Earlier this year, the DEA (Drug Enforcement Administration) seized approximately $500,000 worth of Tether from two Binance accounts suspected of being linked to illicit drug transactions. The funds were securely stored in accounts controlled by the DEA and safeguarded in a high-security facility using a Trezor hardware wallet. However, their vigilance was compromised by a scammer who took advantage of a well-known cryptocurrency scam.
The Crypto Airdrop Scam
Closely monitoring the blockchain, the scammer identified a prime opportunity as the DEA conducted a test payment of $45.36 in Tether to the U.S. Marshals Service as part of their standard seizure procedure. Seizing the moment, the scammer swiftly set up a cryptocurrency address that mimicked the Marshals’ account by matching the first five and last four characters.
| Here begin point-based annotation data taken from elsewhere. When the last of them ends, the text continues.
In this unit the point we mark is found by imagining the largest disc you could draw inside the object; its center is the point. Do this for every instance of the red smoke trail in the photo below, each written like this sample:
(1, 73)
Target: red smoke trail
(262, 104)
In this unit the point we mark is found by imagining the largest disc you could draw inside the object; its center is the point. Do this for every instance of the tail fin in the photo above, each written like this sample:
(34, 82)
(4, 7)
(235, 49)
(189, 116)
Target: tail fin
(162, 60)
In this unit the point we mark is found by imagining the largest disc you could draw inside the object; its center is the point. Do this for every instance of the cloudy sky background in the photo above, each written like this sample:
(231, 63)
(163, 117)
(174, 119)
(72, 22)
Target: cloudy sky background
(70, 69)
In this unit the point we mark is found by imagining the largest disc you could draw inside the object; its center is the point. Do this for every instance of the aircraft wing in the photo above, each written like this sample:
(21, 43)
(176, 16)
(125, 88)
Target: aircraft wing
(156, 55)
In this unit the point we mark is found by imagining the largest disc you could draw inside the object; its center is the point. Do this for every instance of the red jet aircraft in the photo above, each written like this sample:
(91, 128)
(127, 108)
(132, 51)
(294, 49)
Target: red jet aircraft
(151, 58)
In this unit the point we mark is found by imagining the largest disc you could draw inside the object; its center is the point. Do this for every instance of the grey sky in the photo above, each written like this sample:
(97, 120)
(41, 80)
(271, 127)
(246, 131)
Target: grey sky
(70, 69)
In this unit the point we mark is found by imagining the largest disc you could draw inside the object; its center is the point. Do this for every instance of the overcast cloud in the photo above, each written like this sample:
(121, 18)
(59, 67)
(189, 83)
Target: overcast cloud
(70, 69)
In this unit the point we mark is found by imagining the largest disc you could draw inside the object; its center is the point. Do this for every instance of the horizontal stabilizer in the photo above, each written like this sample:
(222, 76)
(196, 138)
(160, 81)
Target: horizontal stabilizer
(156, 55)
Using the common method of copying and pasting lengthy cryptocurrency addresses, the scammer employed an “airdrop” technique to drop a token into the DEA’s account, making it appear as if the payment had been made to the Chief of Police. Consequently, the DEA mistakenly sent over $55,000 to the scammer in just one transaction.
Upon discovering the fraudulent transaction, the U.S. Marshals promptly alerted the DEA, initiating a joint investigation with the FBI.
Reportedly, the stolen funds were converted into Ethereum and transferred to a new wallet. While the owner’s identity of the wallet remains undisclosed, investigators noted that the two Binance accounts had paid “gas fees” to the scammer.
Following the On-Chain Trail
According to reports, analysis of the scammer’s wallet transactions revealed significant activity. The wallet currently holds nearly $40,000 worth of Ether, with funds pouring in amounting to $425,000 since June.
Significantly, in the past three weeks, $300,000 has been distributed across seven different wallets, complicating efforts to trace the origin of the funds and apprehend the perpetrator.
The inadvertent loss of seized cryptocurrency by the DEA underscores the growing prevalence of cryptocurrency scams, often capitalizing on users’ reliance on the first and last characters of wallet addresses. While tools like Chainalysis’ Address Clustering exist to detect counterfeit addresses, it remains unclear whether the DEA actively employs such measures in handling cryptocurrency asset seizures.
As cybercriminals continue to exploit vulnerabilities in digital systems, agencies must implement enhanced verification procedures and leverage advanced tools to combat the risks of criminal activity and fraud.
The investigation into this high-profile case is ongoing, with hopes of identifying and bringing the perpetrator to justice, while also advancing improved cybersecurity measures in law enforcement agencies.